Many studies have tried to stimulate HSC expansion by experimenting with cytokine cocktails in cell culture media. Although these combinations of growth factors are able to increase the amount of HSCs, this happens at the cost of cell maturation: many of the cells in the final culture have lost their stem cell properties, in other words have lost their ‘stemness’, and thus their use for treatment and R&D. This hampers treatment outcomes and R&D activities which also become excessively expensive and inefficient.
Beyond a doubt, improving HSC expansion has a huge societal benefit: HSC transplantation will be cheaper and applicable for many more patients. The cost reduction is of particular interest since, according to a recent report of the Agency for Health Care Research and Quality, HSC transplantation has generated the most rapid increase in total hospital costs over the last decade. Of particular interest is the use technology for the expansion of HSCs from umbilical cord blood (UCB), a highly promising novel source of HSCs. Unfortunately, still 90% of patients referred for UCB transplantation are ineligible due to the limited number of stem cells available in a typical UCB unit.
The present disclosure for the expansion of these cells could provide a solution for this unmet medical need. Moreover, the improved availability of HSCs will drive research in stem cell biology and the development of novel treatment options for diseases such as HIV and multiple sclerosis.

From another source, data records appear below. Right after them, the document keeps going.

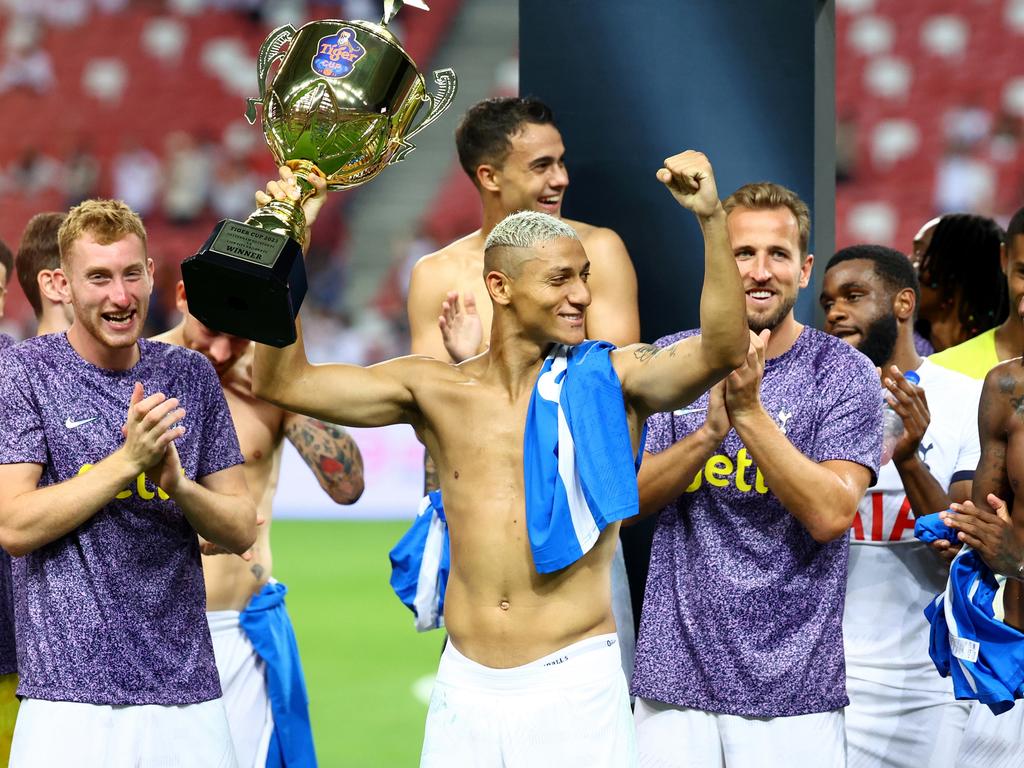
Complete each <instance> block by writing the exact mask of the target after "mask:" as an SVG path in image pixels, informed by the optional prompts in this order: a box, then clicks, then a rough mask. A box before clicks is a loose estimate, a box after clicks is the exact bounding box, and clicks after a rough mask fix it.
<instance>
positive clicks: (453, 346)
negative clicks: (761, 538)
mask: <svg viewBox="0 0 1024 768" xmlns="http://www.w3.org/2000/svg"><path fill="white" fill-rule="evenodd" d="M456 148H457V151H458V154H459V162H460V163H461V165H462V167H463V170H465V171H466V174H467V175H468V176H469V178H470V180H472V182H473V185H474V186H475V187H476V189H477V191H478V193H479V196H480V205H481V207H482V212H483V223H482V226H481V227H480V228H479V229H477V230H476V231H474V232H470V233H469V234H467V236H465V237H463V238H460V239H459V240H457V241H455V242H454V243H451V244H449V245H447V246H445V247H444V248H442V249H440V250H439V251H437V252H436V253H432V254H428V255H427V256H424V257H423V258H422V259H420V260H419V261H418V262H417V264H416V266H415V267H414V269H413V274H412V279H411V281H410V286H409V306H408V310H409V327H410V332H411V334H412V352H413V354H427V355H430V356H431V357H434V358H436V359H439V360H444V361H447V360H450V359H451V360H452V361H454V362H462V361H463V360H464V359H467V358H469V357H472V356H473V355H475V354H478V353H479V352H482V351H483V350H484V349H485V348H486V344H485V340H486V339H489V337H490V322H492V308H490V302H489V301H481V302H480V304H479V305H477V303H476V298H475V297H476V296H481V297H485V296H486V288H485V287H484V285H483V279H482V275H483V244H484V242H485V241H486V239H487V236H488V234H489V233H490V230H492V229H494V227H495V225H496V224H497V223H498V222H499V221H501V220H502V219H504V218H505V217H506V216H508V215H509V214H510V213H515V212H516V211H540V212H542V213H547V214H550V215H552V216H557V217H560V216H561V208H562V201H563V199H564V197H565V190H566V188H567V187H568V184H569V177H568V171H567V170H566V168H565V146H564V145H563V143H562V136H561V133H559V131H558V128H557V127H556V126H555V122H554V116H553V115H552V112H551V110H550V109H549V108H548V106H547V104H545V103H543V102H542V101H539V100H537V99H535V98H518V97H503V98H490V99H486V100H484V101H480V102H479V103H477V104H475V105H473V106H471V108H470V109H469V110H468V111H467V112H466V115H465V116H464V117H463V119H462V122H461V123H460V124H459V127H458V129H457V130H456ZM563 221H565V223H566V224H568V225H569V226H571V227H572V228H573V229H574V230H575V231H577V234H579V237H580V240H581V242H582V243H583V246H584V249H585V250H586V251H587V256H588V257H589V258H590V261H591V269H592V271H591V278H590V291H591V304H590V306H589V307H588V308H587V321H586V335H587V338H589V339H602V340H604V341H610V342H611V343H613V344H615V345H617V346H624V345H626V344H634V343H636V342H638V341H640V315H639V312H638V309H637V278H636V271H635V270H634V268H633V262H632V261H631V260H630V255H629V253H628V252H627V251H626V246H625V245H624V244H623V241H622V238H620V237H618V236H617V234H616V233H615V232H614V231H613V230H611V229H608V228H606V227H600V226H594V225H592V224H587V223H584V222H582V221H572V220H570V219H563ZM439 314H440V316H438V315H439ZM438 324H439V325H440V330H441V333H438ZM425 485H426V490H433V489H436V488H437V487H438V486H439V483H438V481H437V474H436V468H435V467H434V463H433V462H432V461H431V460H430V457H429V456H428V457H427V461H426V480H425ZM611 568H612V569H611V583H612V608H613V610H614V613H615V624H616V626H617V634H618V639H620V650H621V652H622V660H623V670H624V671H625V673H626V677H627V680H629V679H630V678H631V677H632V674H633V655H634V650H635V647H636V637H635V631H634V626H633V607H632V604H631V602H630V589H629V583H628V579H627V574H626V562H625V560H624V559H623V553H622V548H621V547H618V548H617V549H616V551H615V556H614V560H613V561H612V566H611Z"/></svg>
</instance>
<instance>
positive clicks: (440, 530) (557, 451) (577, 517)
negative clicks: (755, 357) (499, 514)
mask: <svg viewBox="0 0 1024 768" xmlns="http://www.w3.org/2000/svg"><path fill="white" fill-rule="evenodd" d="M614 348H615V347H614V345H613V344H610V343H608V342H606V341H585V342H584V343H582V344H578V345H577V346H571V347H570V346H566V345H562V344H556V345H554V347H553V348H552V350H551V352H550V353H549V354H548V356H547V357H546V358H545V360H544V364H543V366H542V367H541V372H540V374H539V375H538V379H537V383H536V384H535V386H534V392H532V394H531V395H530V400H529V406H528V409H527V412H526V429H525V435H524V438H523V483H524V485H525V493H526V530H527V535H528V537H529V545H530V550H531V552H532V555H534V565H535V566H536V567H537V570H538V572H539V573H550V572H552V571H555V570H560V569H561V568H564V567H567V566H568V565H571V564H572V563H574V562H575V561H577V560H579V559H580V558H581V557H583V556H584V555H585V554H586V553H587V552H589V551H590V550H591V548H593V546H594V544H595V543H596V542H597V538H598V537H599V536H600V535H601V531H602V530H604V528H605V527H606V526H607V525H608V524H609V523H612V522H615V521H616V520H622V519H624V518H626V517H631V516H633V515H635V514H636V513H637V511H638V510H639V506H640V497H639V493H638V490H637V482H636V473H637V471H638V470H639V469H640V460H641V458H642V456H643V451H642V446H643V443H644V435H645V434H646V429H647V427H646V425H645V426H644V434H641V436H640V443H639V444H640V449H638V450H637V452H636V455H635V456H634V454H633V445H632V442H631V440H630V430H629V424H628V422H627V419H626V403H625V400H624V399H623V388H622V384H621V382H620V381H618V375H617V374H616V373H615V370H614V368H613V367H612V365H611V357H610V352H611V350H612V349H614ZM577 445H585V446H586V450H585V451H577V450H575V446H577ZM441 535H443V542H442V543H440V542H439V539H438V538H439V537H440V536H441ZM450 556H451V550H450V546H449V540H447V524H446V521H445V519H444V511H443V505H442V504H441V499H440V495H439V493H438V492H433V493H432V494H430V495H429V496H428V497H425V498H424V500H423V502H422V503H421V505H420V513H419V514H418V515H417V518H416V520H414V521H413V526H412V527H411V528H410V530H409V531H408V532H407V534H406V535H404V536H403V537H402V538H401V541H399V542H398V544H397V545H396V546H395V547H394V549H392V550H391V553H390V558H391V588H392V589H393V590H394V591H395V594H397V595H398V598H399V599H400V600H401V601H402V603H404V604H406V605H407V606H409V608H410V609H411V610H412V611H413V612H414V614H415V615H416V627H417V629H418V630H420V631H421V632H422V631H424V630H429V629H434V628H436V627H440V626H442V624H443V620H442V612H443V600H444V587H445V584H446V582H447V574H449V571H450V565H451V561H450Z"/></svg>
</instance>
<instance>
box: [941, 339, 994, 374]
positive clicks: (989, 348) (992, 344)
mask: <svg viewBox="0 0 1024 768" xmlns="http://www.w3.org/2000/svg"><path fill="white" fill-rule="evenodd" d="M994 356H995V329H994V328H993V329H990V330H988V331H986V332H985V333H983V334H979V335H978V336H975V337H974V338H973V339H968V340H967V341H965V342H964V343H963V344H957V345H956V346H953V347H949V348H947V349H943V350H942V351H941V352H934V353H932V354H930V355H929V356H928V359H930V360H932V362H935V364H937V365H939V366H942V367H943V368H947V369H950V370H952V371H959V372H961V373H963V374H967V375H968V376H971V375H972V372H974V371H976V370H977V369H978V367H979V365H981V366H985V362H986V360H988V359H990V358H992V357H994ZM986 368H987V367H986ZM976 378H982V377H981V376H978V377H976Z"/></svg>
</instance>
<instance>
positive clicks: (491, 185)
mask: <svg viewBox="0 0 1024 768" xmlns="http://www.w3.org/2000/svg"><path fill="white" fill-rule="evenodd" d="M476 183H477V184H478V185H479V187H480V188H481V189H486V190H487V191H499V190H500V189H501V188H502V184H501V170H500V169H499V168H496V167H495V166H493V165H490V164H489V163H481V164H480V165H478V166H476Z"/></svg>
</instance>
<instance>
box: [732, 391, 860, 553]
mask: <svg viewBox="0 0 1024 768" xmlns="http://www.w3.org/2000/svg"><path fill="white" fill-rule="evenodd" d="M733 427H734V428H735V430H736V432H737V434H738V435H739V437H740V439H742V441H743V444H744V445H745V446H746V451H748V453H749V454H750V455H751V456H752V457H753V459H754V461H755V462H756V463H757V466H758V469H760V470H761V474H762V476H763V477H764V478H765V484H766V485H767V486H768V488H769V490H771V492H772V493H773V494H774V495H775V496H776V497H777V498H778V500H779V501H780V502H781V503H782V506H783V507H785V509H786V511H788V512H790V514H792V515H793V516H794V517H796V518H797V519H798V520H799V521H800V522H801V524H802V525H803V526H804V527H805V528H807V530H808V532H809V534H810V535H811V537H812V538H813V539H814V540H815V541H816V542H818V543H821V544H824V543H827V542H830V541H833V540H834V539H838V538H839V537H841V536H843V535H844V534H845V532H846V531H847V529H849V527H850V525H851V524H852V523H853V516H854V514H855V513H856V511H857V504H858V503H859V501H860V498H861V497H862V496H863V489H862V488H853V487H851V486H850V485H848V484H847V483H845V482H844V481H843V480H842V478H840V477H839V476H838V475H837V474H836V473H835V472H833V471H830V470H829V469H828V468H826V467H822V466H821V465H819V464H818V463H817V462H815V461H813V460H812V459H809V458H808V457H806V456H804V455H803V454H802V453H800V451H798V450H797V449H796V447H795V446H794V444H793V443H792V442H790V440H788V439H787V438H786V436H785V435H784V434H783V433H782V431H781V430H780V429H779V428H778V426H776V424H775V422H774V420H773V419H772V418H771V417H770V416H769V415H768V414H767V413H766V412H765V410H764V409H763V408H762V409H759V410H758V411H757V412H756V413H753V414H750V415H744V416H742V417H738V418H736V417H734V418H733Z"/></svg>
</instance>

Besides societal benefits there is also a significant commercial opportunity. US based stem cell research accounted for US $820 million in expenditures in 2005, with 10% (US $82 million) allocated for consumables such as media and culture suppliers. Spending on stem cell research is expected to reach US $2 billion by 2015 with approximately 20% (about US $400 million) allocated for consumables [Bioinformatics, 2009]. Multinational pharmaceutical companies increasingly turn to the development of stem cell therapies which indicates the presence of significant opportunities in this emerging market [Datamonitor, 2011].
The present invention intends to disclosure the role of RET during haematopoiesis, leading to the discovery that neurotrophic factors have a strong beneficial effect on HSC survival, function and expansion.